December 10, 1979 marked what is known as the Formosa Incident or the KaoHsiung Incident. What started out as a planned rally for the International Human Rights day became a day to marked in Taiwan history. This incident gave name to the KaoHsiung Eight, who would each make a mark in shaping a democratic Taiwan.
30 years into martial law, Taiwanese people were forbidden to speak ill of the government. All forms of free-speech were prosecuted.
To try to gain a voice, Taiwanese people started to form up their own political party to stand against the single party state that is the Republic of China.
Many individuals also started to form local Taiwanese news outlets in order to counteract the propaganda of the government news.
Viewing the Republic of China’s actions targeting Taiwanese intellectual, including exiling, blackmailing, and even murdering, as a violation against human rights, Formosa Magazine prepared for a rally to celebrate the International Human Rights Day on December 10.

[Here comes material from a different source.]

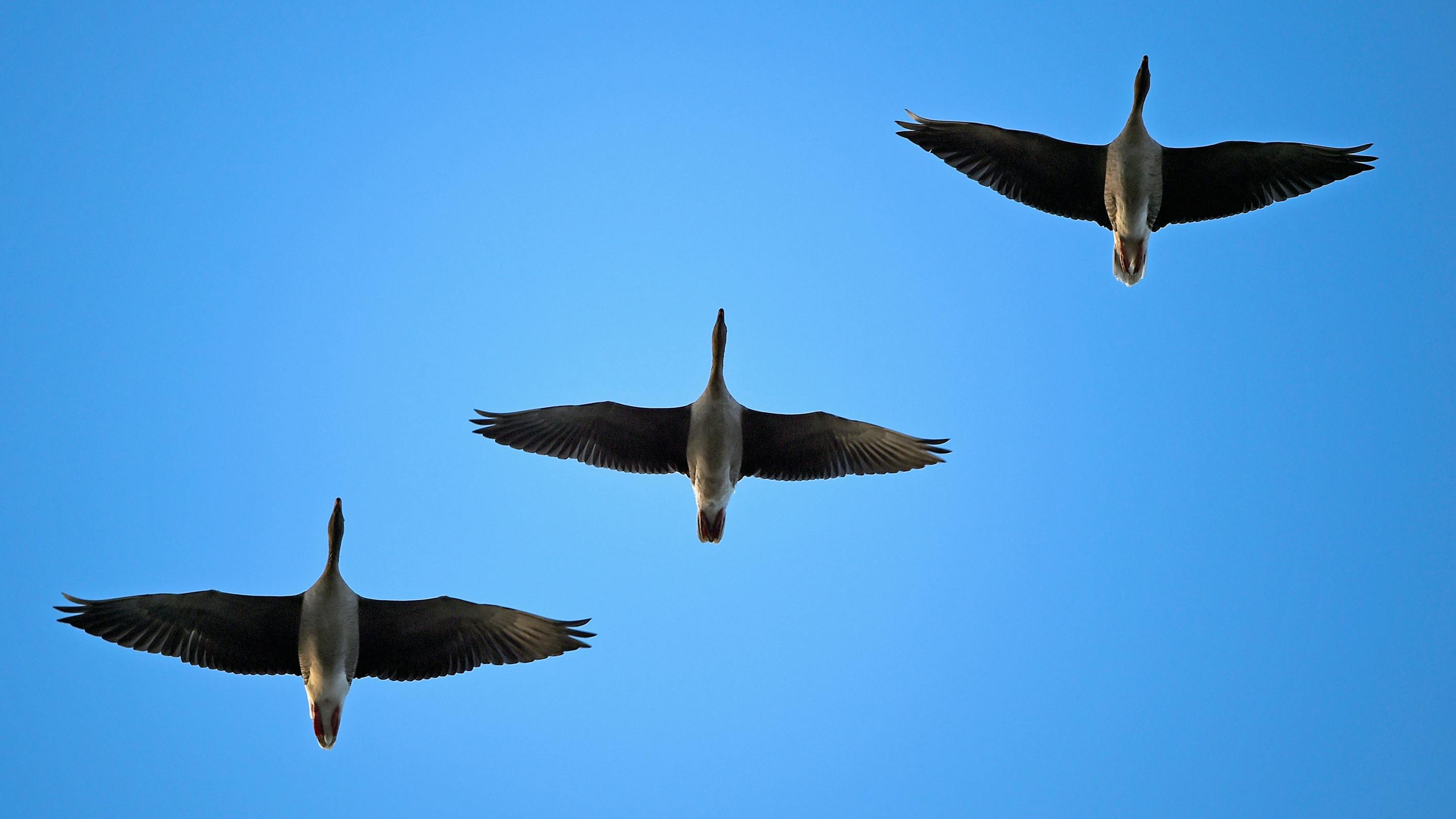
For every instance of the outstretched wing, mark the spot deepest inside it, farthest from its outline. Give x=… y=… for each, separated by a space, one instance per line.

Multiple applications were made to the government to gain permission to assemble, but they were all denied. Despite this, Formosa Magazine decided to continue with the rally for December 10, 1979.

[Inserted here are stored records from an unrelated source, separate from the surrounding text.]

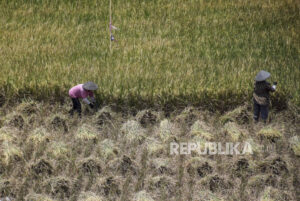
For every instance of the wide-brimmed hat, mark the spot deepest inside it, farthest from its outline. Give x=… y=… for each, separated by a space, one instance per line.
x=262 y=76
x=91 y=86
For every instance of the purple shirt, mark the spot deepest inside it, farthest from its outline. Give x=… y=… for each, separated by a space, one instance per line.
x=79 y=92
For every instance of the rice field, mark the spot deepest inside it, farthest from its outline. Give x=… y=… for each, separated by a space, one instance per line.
x=115 y=155
x=197 y=51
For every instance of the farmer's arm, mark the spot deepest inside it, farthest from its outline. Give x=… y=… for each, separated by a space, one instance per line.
x=271 y=88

On December 9, the government issued a curfew for the following day. In order to “maintain society order”, there would be no public assemblies.
As evening came around, tens of thousands of people gathered at what is now the Formosa Boulevard MRT Station. At the same time, riot police were forming around the crowd. Organizers tried to speak to the police force to allow them to assemble until 11pm.

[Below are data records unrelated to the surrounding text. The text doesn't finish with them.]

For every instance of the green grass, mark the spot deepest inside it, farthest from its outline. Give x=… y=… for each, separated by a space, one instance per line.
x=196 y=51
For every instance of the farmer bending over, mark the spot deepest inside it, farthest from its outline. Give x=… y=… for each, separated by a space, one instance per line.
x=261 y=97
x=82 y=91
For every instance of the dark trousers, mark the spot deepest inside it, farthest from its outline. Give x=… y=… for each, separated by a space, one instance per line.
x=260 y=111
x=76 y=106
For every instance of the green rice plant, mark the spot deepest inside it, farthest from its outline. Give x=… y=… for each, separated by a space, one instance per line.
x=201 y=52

At 8pm, police forces started to hurl tear gas into the crowd, but speakers continued onstage. At around 10pm, more tear gas were shot into the crowd and riot police started to approach the rally with riot shields. Armed with sticks and stones, the people at the rally started to fight against the police.
The next day, on December 11, 1979, the government started arresting individuals involved in the illegal public assembly. A total of 152 people were indicted.
This marked the first planned civil movement in modern Taiwan history and sparked the movement for a fight for the Taiwanese identity. After this event, people all around Taiwan started to care more about Taiwan politics. However, this also led to a stronger crackdown from the government leading to the murder of a number of prominent leaders in the Taiwan movement. These actions by the Chinese Nationalist Party started to be admonished by the international human rights community.
Among the people prosecuted, 8 people were known to be leaders and are known as the “KaoHsiung Eight”
Among these eight were Chen Chu (陳菊), current KaoHsiung Mayer, and Annette Lu (呂秀蓮), former vice president. These also included three former chairmen of the later formed Democratic Progressive Party (DPP)
In addition, the lawyer team that defended the KaoHsiung eight were also being highlighted. One of which would later become the first non-Chinese Nationalist Party president of Taiwan, Chen Shui-Bian (陳水扁.)